May 31st, 2017 - Wayne Proudfoot, “Pragmatism and Genealogy” (Si-mian Lectures on Humanities No. 358)

2017-05-24  

Title: Pragmatism and Genealogy

Lecturer: Wayne Proudfoot (Professor of Religion, Columbia University)

Chairperson: WANG Yinli (Associate Professor, Department of Philosophy, East China Normal University)

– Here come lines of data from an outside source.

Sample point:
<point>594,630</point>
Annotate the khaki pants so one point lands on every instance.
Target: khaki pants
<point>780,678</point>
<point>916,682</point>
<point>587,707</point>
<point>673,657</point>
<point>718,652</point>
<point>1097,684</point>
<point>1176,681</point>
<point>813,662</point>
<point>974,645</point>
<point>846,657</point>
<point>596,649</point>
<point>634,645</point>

Date: 1 pm, May 31st, 2017 (Wednesday)

Venue: Room 5103, Building of School of Humanities, Minhang Campus, ECNU

Sponsor: Si-mian Institute for Advanced Studies in Humanities, ECNU

  

Abstract of the Lecture:

American pragmatism and continental philosophy since Immanuel Kant have a lot in common and much to offer one another. I will look again at James’s Varieties and his lectures on Pragmatism. The pragmatic emphasis on genuine inquiry and the critical reflection on self and society in German idealism can benefit each other. Peirce, James, and John Dewey’s reflections on the social self and on forms of self-deception will be reexamined, by careful attention to Friedrich Nietzsche’s genealogical method and his critical historical and social examination of Christian concepts and practices.

  

Brief Introduction of the Lecturer:

Wayne Proudfoot (B.S., Yale, 1961; B.D., Harvard 1965; Th.M., Harvard,1966; Ph.D., Harvard, 1972) is Professor of Religion and an affiliated member of the Department of Philosophy at Columbia University. His research interests include contemporary philosophy of religion, the ideas of religious experience and mysticism, classical and contemporary pragmatism, and modern Protestant thought. Among his publications are God and the Self, Religious Experience. His current work is on Pragmatism, Genealogy and Naturalism in American religious thought.